According to the Complaint, Momenta Pharmaceuticals, Inc.is a biotechnology company with a validated innovative scientific platform focused on discovering and developing novel therapeutics to treat rare, immunemediated diseases.
Plaintiff brings this action on behalf of the public shareholders of Momenta against the Company and members of the Company’s Board of Directors for violations of Sections 14(d)(4), 14(e) and 20(a) of the Securities Exchange Act of 1934, in connection with the proposed acquisition of the Company by affiliates of Johnson & Johnson.

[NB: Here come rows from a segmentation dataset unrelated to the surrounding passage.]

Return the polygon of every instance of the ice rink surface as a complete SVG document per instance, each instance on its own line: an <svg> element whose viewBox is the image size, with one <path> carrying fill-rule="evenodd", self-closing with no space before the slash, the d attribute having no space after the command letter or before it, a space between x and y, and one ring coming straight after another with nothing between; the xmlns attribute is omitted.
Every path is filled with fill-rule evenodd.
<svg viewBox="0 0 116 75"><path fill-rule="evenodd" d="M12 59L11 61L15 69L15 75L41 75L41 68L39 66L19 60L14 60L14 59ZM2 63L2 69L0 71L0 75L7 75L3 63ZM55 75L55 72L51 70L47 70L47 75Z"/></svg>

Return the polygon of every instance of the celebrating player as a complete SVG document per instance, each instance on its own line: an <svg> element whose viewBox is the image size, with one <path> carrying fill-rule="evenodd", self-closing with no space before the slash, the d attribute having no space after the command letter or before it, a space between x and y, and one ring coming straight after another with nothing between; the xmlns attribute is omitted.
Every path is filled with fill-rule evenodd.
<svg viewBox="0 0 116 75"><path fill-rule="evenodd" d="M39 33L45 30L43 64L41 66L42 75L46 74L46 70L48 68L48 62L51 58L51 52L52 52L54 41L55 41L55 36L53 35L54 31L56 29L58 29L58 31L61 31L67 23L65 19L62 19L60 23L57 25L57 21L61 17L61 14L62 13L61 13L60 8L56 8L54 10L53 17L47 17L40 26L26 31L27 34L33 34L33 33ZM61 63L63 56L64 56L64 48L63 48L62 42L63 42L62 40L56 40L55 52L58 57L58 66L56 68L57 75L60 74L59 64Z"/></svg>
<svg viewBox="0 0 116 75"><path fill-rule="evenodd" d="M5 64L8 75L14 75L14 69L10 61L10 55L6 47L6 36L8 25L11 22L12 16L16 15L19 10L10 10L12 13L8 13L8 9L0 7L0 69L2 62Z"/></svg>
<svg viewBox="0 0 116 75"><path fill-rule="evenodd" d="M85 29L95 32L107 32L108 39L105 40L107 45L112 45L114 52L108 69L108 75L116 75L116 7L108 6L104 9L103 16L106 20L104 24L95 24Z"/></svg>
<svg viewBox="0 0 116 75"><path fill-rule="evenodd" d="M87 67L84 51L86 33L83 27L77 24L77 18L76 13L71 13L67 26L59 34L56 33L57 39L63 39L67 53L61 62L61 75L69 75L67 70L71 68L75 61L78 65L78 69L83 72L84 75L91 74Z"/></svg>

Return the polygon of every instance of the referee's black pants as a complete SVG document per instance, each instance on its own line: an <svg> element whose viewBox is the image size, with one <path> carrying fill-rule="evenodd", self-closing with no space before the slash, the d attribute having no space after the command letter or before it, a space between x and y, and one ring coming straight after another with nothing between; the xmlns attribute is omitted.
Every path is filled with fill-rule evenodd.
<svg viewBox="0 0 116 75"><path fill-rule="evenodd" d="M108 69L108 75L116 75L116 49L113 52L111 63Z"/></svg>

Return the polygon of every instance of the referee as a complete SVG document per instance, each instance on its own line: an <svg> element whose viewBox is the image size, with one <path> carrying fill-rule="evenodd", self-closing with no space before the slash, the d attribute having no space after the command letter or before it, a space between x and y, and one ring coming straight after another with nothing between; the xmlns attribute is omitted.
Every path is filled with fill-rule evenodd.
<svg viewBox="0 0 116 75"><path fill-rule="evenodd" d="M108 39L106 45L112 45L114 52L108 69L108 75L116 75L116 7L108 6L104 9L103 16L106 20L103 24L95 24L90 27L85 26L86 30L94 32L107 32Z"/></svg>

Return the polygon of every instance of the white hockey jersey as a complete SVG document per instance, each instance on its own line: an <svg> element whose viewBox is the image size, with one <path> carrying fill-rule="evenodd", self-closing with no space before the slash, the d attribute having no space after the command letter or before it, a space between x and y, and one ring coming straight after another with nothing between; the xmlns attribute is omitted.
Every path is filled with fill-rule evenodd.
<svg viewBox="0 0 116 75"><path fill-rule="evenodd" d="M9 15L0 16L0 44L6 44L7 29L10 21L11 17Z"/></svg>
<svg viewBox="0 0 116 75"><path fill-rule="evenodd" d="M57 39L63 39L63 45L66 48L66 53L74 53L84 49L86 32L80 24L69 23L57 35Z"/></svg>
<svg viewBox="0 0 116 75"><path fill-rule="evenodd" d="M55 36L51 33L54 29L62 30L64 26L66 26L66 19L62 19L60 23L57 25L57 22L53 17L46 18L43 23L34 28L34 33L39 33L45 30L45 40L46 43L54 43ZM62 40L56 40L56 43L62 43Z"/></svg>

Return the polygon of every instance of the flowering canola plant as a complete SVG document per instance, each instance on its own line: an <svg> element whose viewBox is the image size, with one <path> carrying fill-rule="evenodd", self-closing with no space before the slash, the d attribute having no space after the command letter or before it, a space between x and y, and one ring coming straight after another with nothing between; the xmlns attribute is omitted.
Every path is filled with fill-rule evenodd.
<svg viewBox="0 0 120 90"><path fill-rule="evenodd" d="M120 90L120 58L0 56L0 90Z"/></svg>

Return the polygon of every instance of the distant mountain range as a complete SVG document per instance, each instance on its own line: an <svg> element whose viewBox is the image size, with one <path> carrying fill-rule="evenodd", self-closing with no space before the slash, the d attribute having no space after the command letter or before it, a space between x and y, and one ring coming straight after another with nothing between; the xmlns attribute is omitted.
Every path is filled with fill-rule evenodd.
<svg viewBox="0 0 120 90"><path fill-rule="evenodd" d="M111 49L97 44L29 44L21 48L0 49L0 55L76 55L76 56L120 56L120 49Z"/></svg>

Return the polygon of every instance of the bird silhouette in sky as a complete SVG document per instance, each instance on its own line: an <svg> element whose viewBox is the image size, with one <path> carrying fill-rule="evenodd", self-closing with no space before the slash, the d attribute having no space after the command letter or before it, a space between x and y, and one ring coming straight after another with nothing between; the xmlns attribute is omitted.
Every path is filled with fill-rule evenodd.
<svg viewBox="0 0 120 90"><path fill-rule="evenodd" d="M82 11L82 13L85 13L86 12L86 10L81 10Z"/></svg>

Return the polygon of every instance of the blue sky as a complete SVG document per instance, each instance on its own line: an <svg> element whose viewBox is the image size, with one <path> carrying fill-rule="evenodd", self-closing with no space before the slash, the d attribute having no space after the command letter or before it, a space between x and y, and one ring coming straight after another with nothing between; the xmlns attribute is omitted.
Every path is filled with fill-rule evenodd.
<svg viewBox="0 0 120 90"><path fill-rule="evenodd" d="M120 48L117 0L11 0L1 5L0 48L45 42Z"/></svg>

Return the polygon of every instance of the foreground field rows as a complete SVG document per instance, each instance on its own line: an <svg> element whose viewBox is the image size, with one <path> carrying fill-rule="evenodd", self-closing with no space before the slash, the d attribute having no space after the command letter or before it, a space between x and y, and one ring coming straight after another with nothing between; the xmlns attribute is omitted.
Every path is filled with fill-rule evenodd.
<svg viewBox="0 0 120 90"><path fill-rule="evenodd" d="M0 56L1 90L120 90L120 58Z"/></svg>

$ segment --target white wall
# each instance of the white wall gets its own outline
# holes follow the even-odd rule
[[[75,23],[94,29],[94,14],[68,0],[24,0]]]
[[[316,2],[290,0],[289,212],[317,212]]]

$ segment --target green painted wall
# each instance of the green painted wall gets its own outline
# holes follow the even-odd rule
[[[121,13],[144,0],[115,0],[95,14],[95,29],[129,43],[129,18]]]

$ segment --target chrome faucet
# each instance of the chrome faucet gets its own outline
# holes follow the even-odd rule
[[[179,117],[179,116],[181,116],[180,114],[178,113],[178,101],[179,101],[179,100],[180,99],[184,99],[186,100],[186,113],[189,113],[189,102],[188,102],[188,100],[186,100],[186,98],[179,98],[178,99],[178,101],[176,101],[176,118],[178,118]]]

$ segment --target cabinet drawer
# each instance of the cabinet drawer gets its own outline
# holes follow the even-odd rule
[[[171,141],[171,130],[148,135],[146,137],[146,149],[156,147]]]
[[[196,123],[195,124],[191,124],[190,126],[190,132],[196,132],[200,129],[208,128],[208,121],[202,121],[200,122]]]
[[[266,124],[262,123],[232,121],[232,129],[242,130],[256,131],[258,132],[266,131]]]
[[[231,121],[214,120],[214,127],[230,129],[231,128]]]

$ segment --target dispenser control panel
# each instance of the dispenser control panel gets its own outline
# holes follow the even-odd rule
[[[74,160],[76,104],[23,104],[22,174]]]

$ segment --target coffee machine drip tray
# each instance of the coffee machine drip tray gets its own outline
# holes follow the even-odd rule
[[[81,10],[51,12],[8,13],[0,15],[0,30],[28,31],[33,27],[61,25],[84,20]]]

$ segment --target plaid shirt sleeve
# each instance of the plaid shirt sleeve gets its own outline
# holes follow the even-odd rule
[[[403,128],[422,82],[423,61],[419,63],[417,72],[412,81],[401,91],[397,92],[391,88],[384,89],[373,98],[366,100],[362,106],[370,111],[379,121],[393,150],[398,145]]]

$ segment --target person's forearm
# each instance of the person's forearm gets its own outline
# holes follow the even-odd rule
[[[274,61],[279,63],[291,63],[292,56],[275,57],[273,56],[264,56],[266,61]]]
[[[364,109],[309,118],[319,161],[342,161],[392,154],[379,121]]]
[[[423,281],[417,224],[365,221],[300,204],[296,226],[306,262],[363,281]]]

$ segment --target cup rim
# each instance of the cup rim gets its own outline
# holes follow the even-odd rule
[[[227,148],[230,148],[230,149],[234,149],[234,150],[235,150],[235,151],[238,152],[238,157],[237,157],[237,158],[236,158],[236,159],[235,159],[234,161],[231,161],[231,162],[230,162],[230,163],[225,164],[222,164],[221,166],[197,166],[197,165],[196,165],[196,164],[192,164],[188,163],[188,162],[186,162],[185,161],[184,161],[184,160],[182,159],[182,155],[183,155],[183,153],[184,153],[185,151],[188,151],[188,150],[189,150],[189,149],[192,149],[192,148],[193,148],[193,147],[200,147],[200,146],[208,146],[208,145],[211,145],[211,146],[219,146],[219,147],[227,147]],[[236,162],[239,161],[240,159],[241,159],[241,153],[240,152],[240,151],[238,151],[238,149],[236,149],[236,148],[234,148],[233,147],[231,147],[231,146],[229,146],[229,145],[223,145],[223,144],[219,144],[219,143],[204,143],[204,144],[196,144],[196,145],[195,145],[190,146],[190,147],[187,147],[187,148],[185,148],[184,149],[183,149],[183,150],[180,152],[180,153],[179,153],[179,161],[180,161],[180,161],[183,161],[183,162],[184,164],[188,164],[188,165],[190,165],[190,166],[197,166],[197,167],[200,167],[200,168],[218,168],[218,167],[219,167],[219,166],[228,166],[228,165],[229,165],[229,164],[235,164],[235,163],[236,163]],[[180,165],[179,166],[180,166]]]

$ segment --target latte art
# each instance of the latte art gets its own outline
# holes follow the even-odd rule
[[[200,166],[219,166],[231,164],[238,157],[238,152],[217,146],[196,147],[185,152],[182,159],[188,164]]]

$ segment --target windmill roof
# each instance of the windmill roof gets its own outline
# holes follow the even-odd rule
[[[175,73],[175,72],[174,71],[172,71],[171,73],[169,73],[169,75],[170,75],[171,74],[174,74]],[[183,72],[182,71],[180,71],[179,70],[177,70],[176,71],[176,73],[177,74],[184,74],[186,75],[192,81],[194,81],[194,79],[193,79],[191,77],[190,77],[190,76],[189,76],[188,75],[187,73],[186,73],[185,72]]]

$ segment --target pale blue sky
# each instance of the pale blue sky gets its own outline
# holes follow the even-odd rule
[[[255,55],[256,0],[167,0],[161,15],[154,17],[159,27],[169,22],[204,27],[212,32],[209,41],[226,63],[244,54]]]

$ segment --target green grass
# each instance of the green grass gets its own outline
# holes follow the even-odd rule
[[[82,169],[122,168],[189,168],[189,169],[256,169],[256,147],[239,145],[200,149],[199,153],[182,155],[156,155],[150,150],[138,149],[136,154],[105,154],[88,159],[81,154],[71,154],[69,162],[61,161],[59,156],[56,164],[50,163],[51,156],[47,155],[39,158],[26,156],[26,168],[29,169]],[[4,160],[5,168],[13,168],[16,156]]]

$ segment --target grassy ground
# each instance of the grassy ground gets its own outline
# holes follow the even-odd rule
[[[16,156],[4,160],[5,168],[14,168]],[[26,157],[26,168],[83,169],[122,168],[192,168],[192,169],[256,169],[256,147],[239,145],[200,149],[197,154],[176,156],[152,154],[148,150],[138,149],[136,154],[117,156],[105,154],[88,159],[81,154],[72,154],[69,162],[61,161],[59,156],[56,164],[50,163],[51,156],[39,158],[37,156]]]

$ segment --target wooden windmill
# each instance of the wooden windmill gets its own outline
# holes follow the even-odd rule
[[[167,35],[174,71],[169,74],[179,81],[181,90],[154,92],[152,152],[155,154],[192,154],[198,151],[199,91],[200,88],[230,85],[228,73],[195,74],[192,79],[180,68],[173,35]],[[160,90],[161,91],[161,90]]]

On August 19, 2020, the Company announced that it had entered into an Agreement and Plan of Merger with J&J. Pursuant to the terms of the Merger Agreement, Vigor Sub, Inc. (“Merger Sub”), a wholly-owned subsidiary of J&J, will merge with Momenta, with Momenta continuing as the surviving corporation and a wholly-owned subsidiary of J&J. To that end, Merger Sub commenced a tender offer to acquire all of Momenta’s outstanding common stock. Each share of Momenta common share will be converted into the right to receive $52.50. The Tender Offer is set to expire on September 30, 2020.
On September 2, 2020, the Company filed an allegedly incomplete and materially misleading Recommendation Statement with the SEC in connection with the Proposed Transaction. The Complaint alleges that the Recommendation Statement omits material information concerning the Proposed Transaction.
This case was voluntarily dismissed on October 19, 2020.